Business Services Industry
The Tricky Art Of Raising Prices
Nation's Business, Feb, 1999 by Howard Scott
Howard Scott is a free-lance writer in Pembroke, Mass.
Business owners need to keep their eye on several factors in deciding when and how much to increase customer charges.
When the Florida Legislature was considering a 2 per cent environmental tax on the gross sales of dry-cleaning companies in the state, Greg Johnson opposed it. When the measure became law in 1995, however, Johnson turned it to his advantage.
Johnson, president of Quality Cleaners, a five-store firm in Gainesville, saw what he called a "golden opportunity" to turn the levy into a plus for his company. He believed that because his customers would already see increased costs from the 2 percent environmental-tax surcharge, he could raise prices even more to recoup the rest of his environmental costs.
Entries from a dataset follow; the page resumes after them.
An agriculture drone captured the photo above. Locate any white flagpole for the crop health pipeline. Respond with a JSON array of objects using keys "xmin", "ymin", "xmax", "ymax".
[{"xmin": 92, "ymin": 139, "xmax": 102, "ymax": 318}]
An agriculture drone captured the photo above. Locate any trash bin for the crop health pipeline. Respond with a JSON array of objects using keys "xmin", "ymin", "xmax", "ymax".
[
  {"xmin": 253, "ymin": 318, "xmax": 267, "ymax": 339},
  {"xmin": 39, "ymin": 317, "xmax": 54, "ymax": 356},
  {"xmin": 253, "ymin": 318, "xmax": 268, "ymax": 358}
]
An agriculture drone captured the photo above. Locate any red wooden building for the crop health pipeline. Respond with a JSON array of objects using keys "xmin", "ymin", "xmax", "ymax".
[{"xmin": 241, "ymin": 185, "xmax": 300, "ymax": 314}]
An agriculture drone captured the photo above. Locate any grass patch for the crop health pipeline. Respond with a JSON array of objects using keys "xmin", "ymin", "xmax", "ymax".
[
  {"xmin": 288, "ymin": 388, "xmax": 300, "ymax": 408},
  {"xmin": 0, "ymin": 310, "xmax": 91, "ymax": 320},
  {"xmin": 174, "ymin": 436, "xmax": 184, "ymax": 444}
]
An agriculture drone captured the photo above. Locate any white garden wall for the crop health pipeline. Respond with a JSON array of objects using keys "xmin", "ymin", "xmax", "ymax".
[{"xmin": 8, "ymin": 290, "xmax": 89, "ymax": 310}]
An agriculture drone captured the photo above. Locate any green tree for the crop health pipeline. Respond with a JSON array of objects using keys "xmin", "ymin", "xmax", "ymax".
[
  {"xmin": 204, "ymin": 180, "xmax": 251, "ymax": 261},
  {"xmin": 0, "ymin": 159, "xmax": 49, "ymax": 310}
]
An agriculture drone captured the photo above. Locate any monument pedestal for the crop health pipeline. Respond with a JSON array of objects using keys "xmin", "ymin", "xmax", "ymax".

"With my accountant, I figured out that my overall environmental costs were about 4.5 to 5 percent of volume," says Johnson, whose firm employs 40 people and grosses about $1.4 million annually. "So I decided to put the environmental charge at 6 percent. That would cover my cost, plus.
"Some dry cleaners only posted the environmental tax at the 2 percent requirement," he notes, "but we decided to be open and above-board, recovering all the environmental costs that we'd been absorbing."
How has the plan worked? Says Johnson: "Gainesville is a college town and is pretty environmentally minded. I don't think people objected to it at all. Volume has increased and profits are up."
A Delicate Balance
Raising prices can be tricky. You want to make more money, but you don't want to price yourself out of the market. You want to keep margins up, but you want to remain competitive.
So how do you raise prices without triggering a customer backlash? Most firms do it gingerly and only to sustain profit margins or to keep pace with the rising costs of materials--as Tom Slater does.
Slater is president of Snorkel Stove Co. in Seattle. The firm, which employs 10 and has $700,000 in sales annually, manufactures kits for hot tubs that are heated by a wood-burning stove--a highly efficient means of heating. The average price of the kits is $2,100.
Although Slater has little competition because his firm is one of the few in the country that make such kits, he doesn't increase his prices unless his suppliers increase theirs. 'We react to cost pressure," he says. "When costs, mainly [for] the highest-quality clear cedar from Canada, go up, we raise our prices. It's resulted in modest price increases every two or three years. Perhaps we've averaged a 3 percent annual increase.
"I have thought about determining our demand curve and perhaps quoting 10 to 15 percent overall price increases to respondents of one mailing, but I'm afraid that our business will drop dramatically
"Maybe it's the former accountant in me, but I worry that the phones will cease to ring."
Companies with extensive product lines also have a hard time raising prices. Raymond Oswalt, vice president of Dallas-based United Elchem-Arfco Industries, a glue and solvent-cement manufacturer with more than 300 products, talks about achieving consistent margins. "Weekly, I receive reports, and since we work on a cost-plus basis, I look for the margin to be in line. When [an item's] profit margin goes down, a flag goes up. We monitor it, and, if necessary, we'll increase prices. We don't ever increase our whole line--only selected items, and only when we have to.
"Finally, every year we review profits and make any margin adjustments if necessary. That's the way we've been able to stay in business since 1968 and employ 45 people."
At some companies, foreign competition keeps a lid on price increases. Tom Plotkin, president of Comfy/Inter-American Sheepskins, Inc., an eight-employee West Los Angeles, Calif., company that manufactures, imports, and distributes seat covers and other sheepskin products, says: "Chinese tannery entrepreneurs have created a huge [U.S.] importing business. So with this influx of new competition, we've been reluctant to raise prices. We've only raised three times in the last five years, and that was minimally.
"The only place we'll freely raise prices is where we produce seat covers that need alteration through our special expertise in cutting and sizing. We get our full margin there."
In The Eye Of The Beholder
There are reasons other than profit margins and the cost of materials to raise prices. When customers perceive that the value of a company's products has increased, raising prices becomes easier, says Alan Weiss, president of Summit Consulting Group in East Greenwich, R.I. Weiss has helped many small firms arrive at their price structures.
"It's easier to change price if there is a perceived change in value," says Weiss. "If the owner could add something to the product--an extended warranty, better materials, more durability, a user-friendly feature, a higher level of service--he'd be more apt to raise prices."
Weiss continues: "The irony of pricing is that people pay vastly different amounts for essentially the same product. Someone will pay $13,000 for a new [compact car] while someone else will pay $45,000 for a [luxury car]."